Moreover, the penguins’ hunting strategy is qualitative, which maps nicely onto the SILs and the analysis of alternatives. The quality of the fishing isn’t binary; some areas have more fish than others, but some are also harder to exploit than others. If the fish are particularly deep or fast-swimming, the penguins have to expend more precious oxygen to catch them. Less fecund waters might be better for the penguins if the fish there are easier to catch. Similarly, when two or more approaches to system partitioning produce equally safe and reliable solutions, one might be cheaper/easier to implement because it involves fewer components.
The resulting algorithm is called Penguins Search Optimization Algorithm (PeSOA).
To test their hypothesis, the research team used an already-available model of an electric car’s hybrid braking system to compare their simulated penguins to popular alternative methods.
(It’s “hybrid” because the simulated car combines conventional mechanical (friction) brakes with electric motors. Normally, the motors power the car, but, when the car is braking, the motors reverse their function, becoming generators that create mechanical resistance (drag) on the wheels, while also conveniently generating a bit of electricity that can be put back into the car’s battery. Why use friction brakes at all and not just the motor/generators exclusively? Two reasons. First, the generators are nearly useless if the battery is already fully charged; and second, the electrical drag isn’t enough to stop a heavy vehicle from high speed. Electric braking is fine for gradual deceleration but not for panic stops.)
This was a test of simple brake function, not exotic auto-navigation or collision avoidance. You just press the brake pedal, the car slows. Simple, right?
Not at all. The researchers found that in the simulated braking system that they and previous researchers had used, there were 60 potential component failures that could cause a fault, most of them serious. Those might represent broken wires, loose connectors, faulty semiconductors, buggy code, and so on.

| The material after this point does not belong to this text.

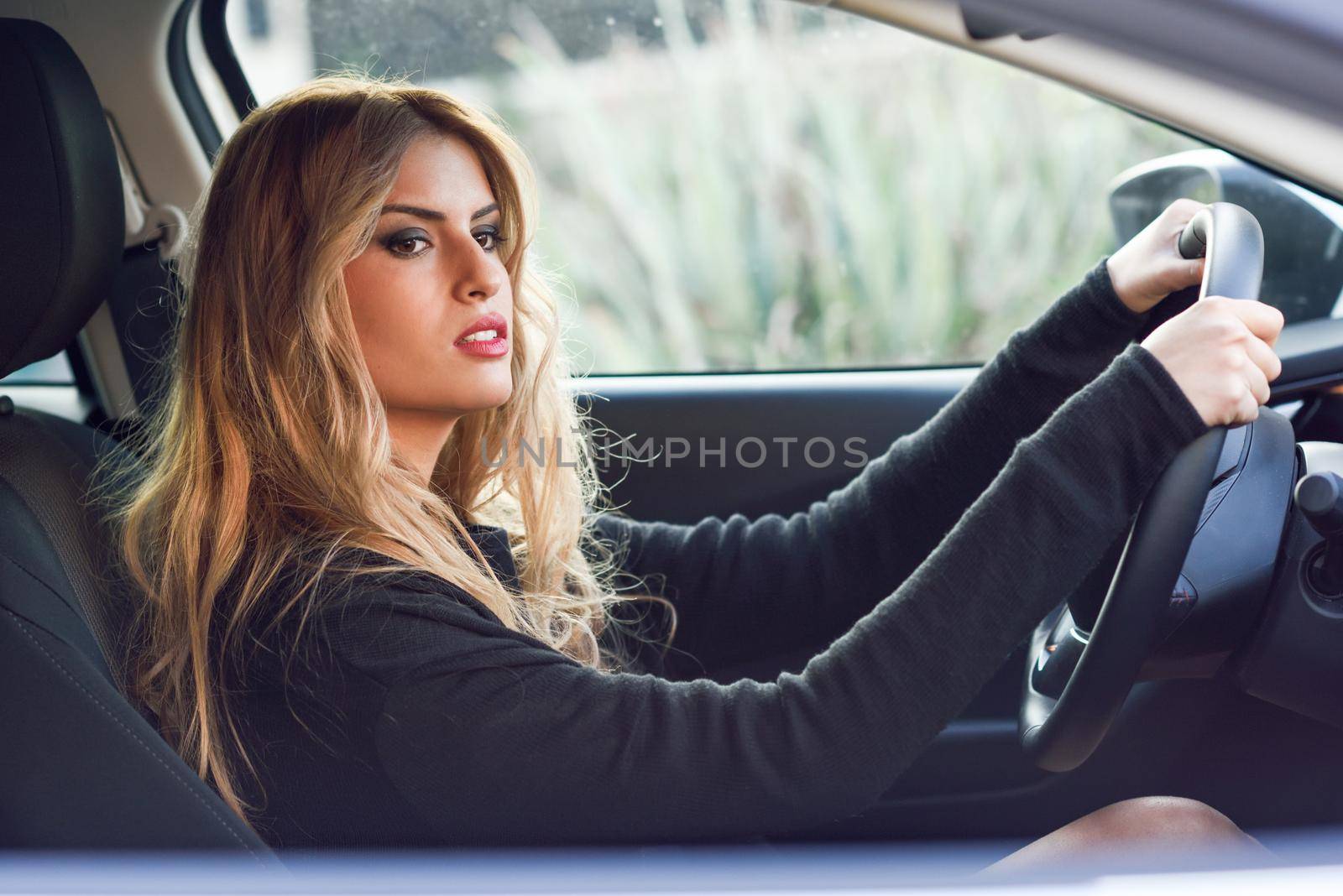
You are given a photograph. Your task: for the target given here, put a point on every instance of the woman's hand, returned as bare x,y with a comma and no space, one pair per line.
1220,352
1150,267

Furthermore, a fault-tree analysis revealed 11,573 “cut sets,” meaning the number of different ways that two or more components could fail simultaneously to create a fault, even when a single failure wouldn’t.
The bad news? The number of potential re-factorings (that is, the number of different ways the system could be partitioned to deliver the same functionality) meant that something in the neighborhood of 1041 different solutions had to be explored. A recursive search was clearly not feasible.
The good news? The penguins triumphed. The table below shows how the four different algorithms fared using four different weighting methods, measured in relative CPU execution time.
PeSOA was generally about an order of magnitude faster than either the GA or TS algorithms, which were, in turn far faster than a simple recursive minimum-cost search. Each row represents a different way of weighting equivalent solutions. For example, are two SIL 1 components better or worse than a single SIL 2 component, or is one SIL 3 equal to an SIL 1 plus an SIL 2? Different designers will apply different weights to these decisions based on local requirements.
Significantly, all three advanced algorithms (PeSOA, GA, and TS) did find optimal solutions. That is, you would end up with an unequivocal answer to the question of, “What is the best way to partition this complex system?” And you won’t have to go diving in icy water to find it. That ought to be worth a few fish.